Le premier avantage d’une telle démarche est de pouvoir acquérir toutes les connaissances de base d’un domaine, ainsi qu’un métier, dans un temps réduit. Le second atout de cette méthode, selon les recruteurs, réside dans la motivation de ces chercheurs d’emploi en peu particulier. En effet, il est complexe de mettre en œuvre une reconversion. Un tel parcours professionnel souligne la détermination du candidat à vouloir exercer un métier et donc à vouloir occuper le poste proposé. Ainsi, en recrutant un candidat en reconversion, le chef d’entreprise est assuré que son nouveau salarié mettra toute sa passion dans l’exercice de ses fonctions car c’est un métier qu’il a choisi et pour lequel il s’est battu.

Se focaliser sur son objectif

Le plus important, quand on débute dans le monde du travail, est de rester focalisé sur ses objectifs professionnels.

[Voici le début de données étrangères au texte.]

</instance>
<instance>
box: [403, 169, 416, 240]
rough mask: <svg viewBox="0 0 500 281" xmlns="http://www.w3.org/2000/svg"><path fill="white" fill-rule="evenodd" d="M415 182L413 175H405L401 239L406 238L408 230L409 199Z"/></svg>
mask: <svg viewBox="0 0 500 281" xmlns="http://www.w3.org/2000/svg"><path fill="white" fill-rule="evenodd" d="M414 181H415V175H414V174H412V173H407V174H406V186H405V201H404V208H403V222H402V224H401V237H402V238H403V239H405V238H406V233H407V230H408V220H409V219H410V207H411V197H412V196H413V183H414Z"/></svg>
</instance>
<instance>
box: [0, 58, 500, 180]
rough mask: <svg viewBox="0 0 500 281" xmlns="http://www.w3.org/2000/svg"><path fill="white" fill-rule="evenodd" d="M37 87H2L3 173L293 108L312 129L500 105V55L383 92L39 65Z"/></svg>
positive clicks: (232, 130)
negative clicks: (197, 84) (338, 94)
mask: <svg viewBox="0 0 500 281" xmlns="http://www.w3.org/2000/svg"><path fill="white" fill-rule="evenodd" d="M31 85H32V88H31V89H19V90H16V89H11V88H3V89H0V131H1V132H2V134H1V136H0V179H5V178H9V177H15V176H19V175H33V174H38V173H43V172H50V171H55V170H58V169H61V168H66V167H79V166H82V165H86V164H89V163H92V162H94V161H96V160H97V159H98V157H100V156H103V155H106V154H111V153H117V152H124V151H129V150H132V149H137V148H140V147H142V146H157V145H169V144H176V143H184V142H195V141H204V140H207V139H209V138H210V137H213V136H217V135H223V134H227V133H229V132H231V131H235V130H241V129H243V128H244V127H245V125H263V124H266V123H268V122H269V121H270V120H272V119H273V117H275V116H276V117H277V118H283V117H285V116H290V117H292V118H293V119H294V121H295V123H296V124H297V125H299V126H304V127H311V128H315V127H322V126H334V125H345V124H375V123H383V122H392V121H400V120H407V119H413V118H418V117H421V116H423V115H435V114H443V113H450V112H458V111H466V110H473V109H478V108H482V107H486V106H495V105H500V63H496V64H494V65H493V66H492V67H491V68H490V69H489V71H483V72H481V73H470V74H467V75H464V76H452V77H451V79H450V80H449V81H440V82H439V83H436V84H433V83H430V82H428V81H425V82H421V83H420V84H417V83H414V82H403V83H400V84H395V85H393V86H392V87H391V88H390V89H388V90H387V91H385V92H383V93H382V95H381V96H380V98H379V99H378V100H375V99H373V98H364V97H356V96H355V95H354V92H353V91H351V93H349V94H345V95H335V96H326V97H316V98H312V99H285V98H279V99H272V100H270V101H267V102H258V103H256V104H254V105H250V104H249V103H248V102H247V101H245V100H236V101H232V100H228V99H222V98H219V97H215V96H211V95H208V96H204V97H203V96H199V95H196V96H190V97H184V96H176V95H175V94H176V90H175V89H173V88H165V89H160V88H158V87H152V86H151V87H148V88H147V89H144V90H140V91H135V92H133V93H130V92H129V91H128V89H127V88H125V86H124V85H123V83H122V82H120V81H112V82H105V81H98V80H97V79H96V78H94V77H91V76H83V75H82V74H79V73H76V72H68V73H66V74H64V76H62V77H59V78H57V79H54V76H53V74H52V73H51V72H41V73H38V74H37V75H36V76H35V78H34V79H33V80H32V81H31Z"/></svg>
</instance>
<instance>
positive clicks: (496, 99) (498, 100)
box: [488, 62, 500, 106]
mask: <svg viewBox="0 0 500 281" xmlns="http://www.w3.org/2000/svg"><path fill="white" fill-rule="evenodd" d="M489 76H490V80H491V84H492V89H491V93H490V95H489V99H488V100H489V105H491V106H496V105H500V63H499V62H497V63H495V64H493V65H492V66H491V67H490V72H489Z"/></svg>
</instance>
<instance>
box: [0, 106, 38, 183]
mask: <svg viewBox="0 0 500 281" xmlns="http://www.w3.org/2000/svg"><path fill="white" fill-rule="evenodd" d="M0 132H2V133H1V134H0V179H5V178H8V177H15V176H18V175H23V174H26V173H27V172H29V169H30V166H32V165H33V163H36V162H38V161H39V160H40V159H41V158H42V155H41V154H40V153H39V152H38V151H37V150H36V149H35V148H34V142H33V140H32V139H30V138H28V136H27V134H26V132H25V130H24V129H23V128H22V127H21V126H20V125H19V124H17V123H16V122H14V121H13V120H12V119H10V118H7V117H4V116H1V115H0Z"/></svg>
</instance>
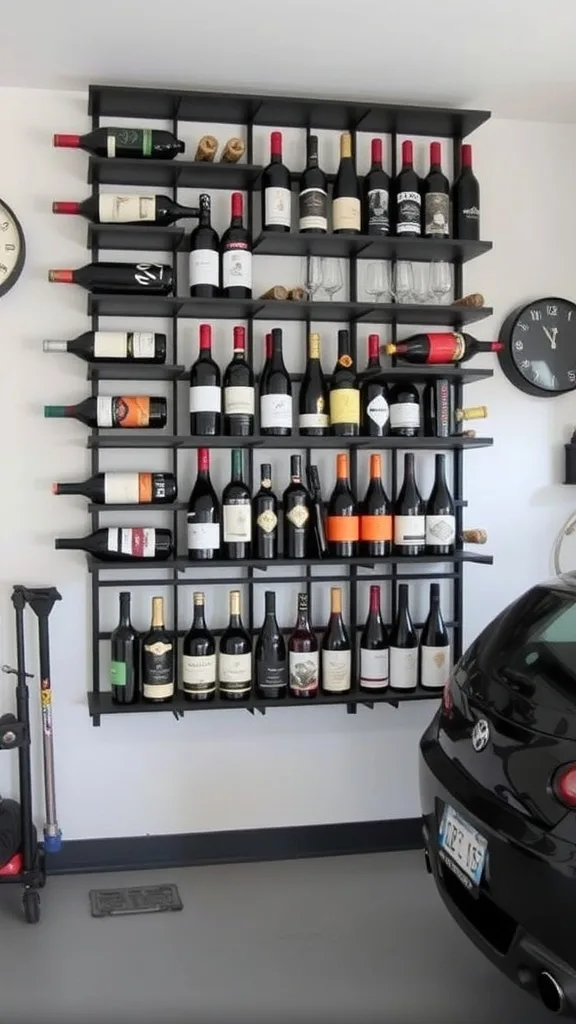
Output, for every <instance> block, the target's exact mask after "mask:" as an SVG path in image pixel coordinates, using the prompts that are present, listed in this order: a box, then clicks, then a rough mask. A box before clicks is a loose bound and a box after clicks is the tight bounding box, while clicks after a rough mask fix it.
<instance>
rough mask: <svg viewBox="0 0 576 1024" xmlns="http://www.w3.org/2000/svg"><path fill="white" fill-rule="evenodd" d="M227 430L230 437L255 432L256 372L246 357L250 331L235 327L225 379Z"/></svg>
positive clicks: (234, 329)
mask: <svg viewBox="0 0 576 1024" xmlns="http://www.w3.org/2000/svg"><path fill="white" fill-rule="evenodd" d="M222 383H223V399H224V429H223V432H224V434H227V436H229V437H250V436H251V435H252V434H253V433H254V374H253V373H252V369H251V367H250V364H249V362H248V360H247V358H246V330H245V328H243V327H235V329H234V354H233V357H232V360H231V362H229V365H228V367H227V368H225V370H224V378H223V382H222Z"/></svg>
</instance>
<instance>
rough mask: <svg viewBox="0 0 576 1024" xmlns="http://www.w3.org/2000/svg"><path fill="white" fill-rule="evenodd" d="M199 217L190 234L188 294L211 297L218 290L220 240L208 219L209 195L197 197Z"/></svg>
mask: <svg viewBox="0 0 576 1024" xmlns="http://www.w3.org/2000/svg"><path fill="white" fill-rule="evenodd" d="M199 204H200V219H199V222H198V224H197V226H196V227H195V228H194V231H192V233H191V236H190V294H191V295H192V296H194V297H195V298H198V299H212V298H215V296H217V295H218V294H219V291H220V261H219V251H220V241H219V239H218V236H217V232H216V231H215V230H214V228H213V227H212V224H211V221H210V197H209V196H207V195H206V194H205V193H203V194H202V195H201V196H200V199H199Z"/></svg>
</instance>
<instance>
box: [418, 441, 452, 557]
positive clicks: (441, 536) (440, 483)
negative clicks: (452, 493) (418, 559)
mask: <svg viewBox="0 0 576 1024" xmlns="http://www.w3.org/2000/svg"><path fill="white" fill-rule="evenodd" d="M425 525H426V552H427V554H428V555H452V554H453V553H454V547H455V541H456V519H455V516H454V502H453V501H452V495H451V494H450V492H449V489H448V483H447V482H446V456H445V455H437V457H436V475H435V480H434V486H433V489H431V493H430V497H429V498H428V501H427V503H426V524H425Z"/></svg>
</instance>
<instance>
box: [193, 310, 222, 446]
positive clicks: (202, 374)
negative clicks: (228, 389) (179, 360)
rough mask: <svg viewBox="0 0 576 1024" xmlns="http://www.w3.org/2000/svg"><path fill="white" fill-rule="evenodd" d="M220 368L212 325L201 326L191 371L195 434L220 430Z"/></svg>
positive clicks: (221, 398) (194, 435) (197, 434)
mask: <svg viewBox="0 0 576 1024" xmlns="http://www.w3.org/2000/svg"><path fill="white" fill-rule="evenodd" d="M221 402H222V392H221V388H220V371H219V368H218V366H217V364H216V362H214V360H213V358H212V328H211V327H210V326H209V324H201V325H200V338H199V353H198V358H197V360H196V362H193V365H192V368H191V371H190V432H191V434H192V436H193V437H195V436H200V437H205V436H210V437H213V436H214V435H215V434H219V433H220V427H221V412H220V411H221Z"/></svg>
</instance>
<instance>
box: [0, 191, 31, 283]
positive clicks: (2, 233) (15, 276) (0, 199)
mask: <svg viewBox="0 0 576 1024" xmlns="http://www.w3.org/2000/svg"><path fill="white" fill-rule="evenodd" d="M25 259H26V243H25V240H24V231H23V229H22V224H20V222H19V220H18V218H17V217H16V215H15V213H13V212H12V210H10V207H9V206H8V204H7V203H4V200H2V199H0V296H2V295H5V294H6V292H9V290H10V288H13V286H14V285H15V283H16V281H17V280H18V278H19V275H20V273H22V271H23V268H24V261H25Z"/></svg>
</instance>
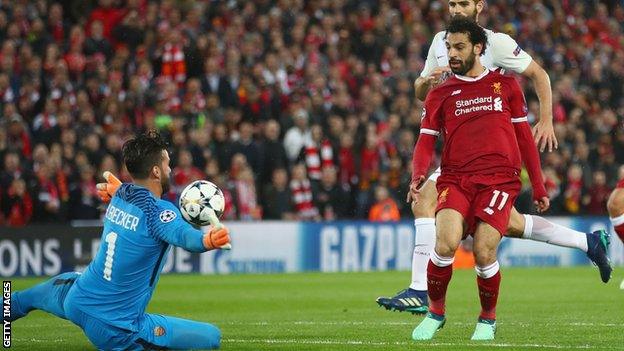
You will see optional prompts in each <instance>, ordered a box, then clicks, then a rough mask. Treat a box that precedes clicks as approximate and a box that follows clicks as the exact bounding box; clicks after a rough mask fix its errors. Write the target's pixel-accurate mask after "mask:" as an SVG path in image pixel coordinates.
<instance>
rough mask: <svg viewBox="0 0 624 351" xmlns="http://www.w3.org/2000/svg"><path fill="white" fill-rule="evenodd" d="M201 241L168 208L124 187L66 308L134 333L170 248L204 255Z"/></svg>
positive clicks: (141, 193)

Aussi, si un jeune diplômé souhaite développer ses connaissances et obtenir un meilleur niveau de compétences dans son domaine, il ne doit surtout pas s’éparpiller. L’une des erreurs à ne pas commettre est de suivre un cursus scolaire ou d’accepter un job qui ne fasse pas progresser sa carrière professionnelle. Aussi, bien que la nécessité l’exige, le candidat doit toujours chercher à se former en gardant en permanence en tête l’emploi qu’il veut exercer. C’est cette ambition et cette persévérance qui lui permettront d’atteindre son objectif et d’obtenir le poste qu’il désire tant.

Pour devenir ingénieur, pour être cadre ou pour exercer une fonction qui correspond à ses études, un jeune diplômé doit très souvent justifier d’une expérience professionnelle importante auprès d’un potentiel employeur. Cette connaissance de la vie en entreprise peut être acquise à l’aide de stages mais aussi en se formant dans une structure agréée. Pour choisir le meilleur cursus, le candidat a largement le choix puisqu’il existe des organismes formateurs dans tous les domaines. Accessibles à partir de Bac +2 ou même avec simplement le Bac, tous les profils peuvent prétendre à intégrer ce type de cursus professionnalisants. Diplômantes et souvent reconnues par l’État, ces spécialisations représentent de réels atouts pour les recruteurs car elles démontrent l’investissement du candidat et sa motivation. En outre, leurs programmes prévoient toujours des mises en situations professionnelles voire des stages en entreprises pour vérifier l’aptitude des étudiants à répondre aux attentes des employeurs. Ainsi, cet apprentissage se présente comme une étape importante dans un parcours professionnel et facilite grandement l’accès à l’emploi.